Ecco allora che ogni professionista interessato a fare carriera, almeno nelle realtà più al passo con i tempi, non deve più solo preoccuparsi di fare bene il proprio lavoro, quanto di ottimizzare al massimo la propria organizzazione, le performance, la capacità di tenersi sempre aggiornato, di alimentare costantemente il networking e, cosa più importante, costruirsi una valida reputazione online.
La ragione di questa evoluzione, nella valutazione dei professionisti, riguarda essenzialmente la necessità crescente, da parte delle imprese, di ingaggiare sempre più lavoratori produttivi, intraprendenti, flessibili, con buone doti relazionali e problem solving. Il professionista, oggi, deve portare il suo valore in azienda e non più eseguire meramente ordini o sbrigare mansioni meccaniche.
Va da sé che tanti professionisti incontrano difficoltà nel superare le selezioni, poiché non sanno ancora esattamente come affrontare queste nuove esigenze aziendali.
In effetti, un modo rapido per imparare determinate competenze e soprattutto valorizzarle non esiste, perlomeno se non lo si è mai fatto.
Ecco allora che le più grandi e prestigiose scuole di formazione hanno messo a punto appositi corsi per insegnare esattamente come valorizzarsi nel curriculum, online e, più di tutto, come portare valore aggiunto alle aziende.
Spesso, infatti, non serve investire risorse importanti in formazione, ma quanto basta per apprendere e colmare le lacune.
24ORE Business School, ad esempio, ha messo a punto un catalogo di corsi online, accessibili e facilmente fruibili da ogni professionista, incentrati esattamente su tutto ciò che serve per lavorare bene, valorizzare il proprio curriculum e ottimizzare i tempi lavoro-vita privata.
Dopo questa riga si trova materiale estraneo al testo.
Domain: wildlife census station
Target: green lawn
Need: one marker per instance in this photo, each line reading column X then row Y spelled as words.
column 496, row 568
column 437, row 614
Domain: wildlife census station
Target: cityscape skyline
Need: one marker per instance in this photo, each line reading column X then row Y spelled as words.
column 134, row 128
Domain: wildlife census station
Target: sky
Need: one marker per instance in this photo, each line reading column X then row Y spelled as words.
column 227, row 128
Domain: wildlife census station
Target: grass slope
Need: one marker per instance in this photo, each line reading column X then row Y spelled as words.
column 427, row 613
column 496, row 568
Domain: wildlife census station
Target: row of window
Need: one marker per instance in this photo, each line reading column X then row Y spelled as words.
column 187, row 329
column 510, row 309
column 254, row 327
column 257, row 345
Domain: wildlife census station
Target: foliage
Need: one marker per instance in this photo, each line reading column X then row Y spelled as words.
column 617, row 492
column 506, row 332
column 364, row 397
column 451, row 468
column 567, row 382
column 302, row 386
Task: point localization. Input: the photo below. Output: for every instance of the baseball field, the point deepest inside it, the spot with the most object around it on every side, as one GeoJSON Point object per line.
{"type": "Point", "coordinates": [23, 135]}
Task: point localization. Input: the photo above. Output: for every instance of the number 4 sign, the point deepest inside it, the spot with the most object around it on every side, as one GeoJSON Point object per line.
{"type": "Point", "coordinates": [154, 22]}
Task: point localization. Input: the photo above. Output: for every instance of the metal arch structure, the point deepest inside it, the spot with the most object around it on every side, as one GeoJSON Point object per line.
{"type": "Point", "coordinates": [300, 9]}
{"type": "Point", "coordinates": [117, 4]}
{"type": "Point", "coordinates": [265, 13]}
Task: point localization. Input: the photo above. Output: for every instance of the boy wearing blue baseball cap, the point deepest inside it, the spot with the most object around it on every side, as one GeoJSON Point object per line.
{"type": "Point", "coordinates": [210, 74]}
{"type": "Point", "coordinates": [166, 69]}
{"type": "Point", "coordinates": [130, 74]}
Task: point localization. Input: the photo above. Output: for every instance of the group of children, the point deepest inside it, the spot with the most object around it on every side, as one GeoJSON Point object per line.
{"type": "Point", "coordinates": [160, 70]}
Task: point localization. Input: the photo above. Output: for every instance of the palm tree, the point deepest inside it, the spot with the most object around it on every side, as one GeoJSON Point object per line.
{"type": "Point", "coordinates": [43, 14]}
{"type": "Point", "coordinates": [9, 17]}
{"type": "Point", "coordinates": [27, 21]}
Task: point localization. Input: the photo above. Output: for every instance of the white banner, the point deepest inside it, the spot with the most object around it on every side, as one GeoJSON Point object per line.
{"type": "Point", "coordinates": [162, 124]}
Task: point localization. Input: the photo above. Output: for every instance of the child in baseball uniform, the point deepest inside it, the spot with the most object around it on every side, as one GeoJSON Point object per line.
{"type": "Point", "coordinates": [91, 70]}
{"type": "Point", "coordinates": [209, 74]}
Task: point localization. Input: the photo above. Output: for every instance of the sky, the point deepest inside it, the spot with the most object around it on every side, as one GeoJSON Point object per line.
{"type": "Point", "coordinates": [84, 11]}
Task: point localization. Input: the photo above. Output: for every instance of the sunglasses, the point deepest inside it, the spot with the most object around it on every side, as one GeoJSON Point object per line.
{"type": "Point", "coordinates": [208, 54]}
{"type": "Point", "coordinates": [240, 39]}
Da sempre attenta alle evoluzioni di mercato e al modo in cui si adattano le imprese, 24ORE Business School è tra le prime scuole ad aver dedicato un’attenzione precisa alla formazione extracurricolare e focalizzata maggiormente sulle soft skill.
Frequentare percorsi come riconoscere e comunicare bene le diversità, alla luce della multiculturalità che spesso caratterizza i team delle grandi multinazionali, vuol dire procurarsi strumenti di gestione efficace delle relazioni, in azienda, molto ben visti dai manager. Le competenze comunicative, come anche la capacità di ascolto attivo, di organizzazione del tempo, di problem solving, fino all’automatizzazione dei processi attraverso le più moderne tecnologie fondate sull’Intelligenza Artificiale, sono tutti plus che fanno la differenza all’interno del CV. 24ORE Business School, infatti, le ha racchiuse tutte all’interno di un unico percorso denominato Reskilling Pack, utile ad aggiornare le proprie competenze personali.
In questo senso allora, si può sintetizzare che il curriculum riveste ancora un ruolo importante, nei processi di selezione, ma il suo vero successo dipende dal modo in cui si presenta il proprio modo di lavorare e anche il circuito in cui si è inseriti.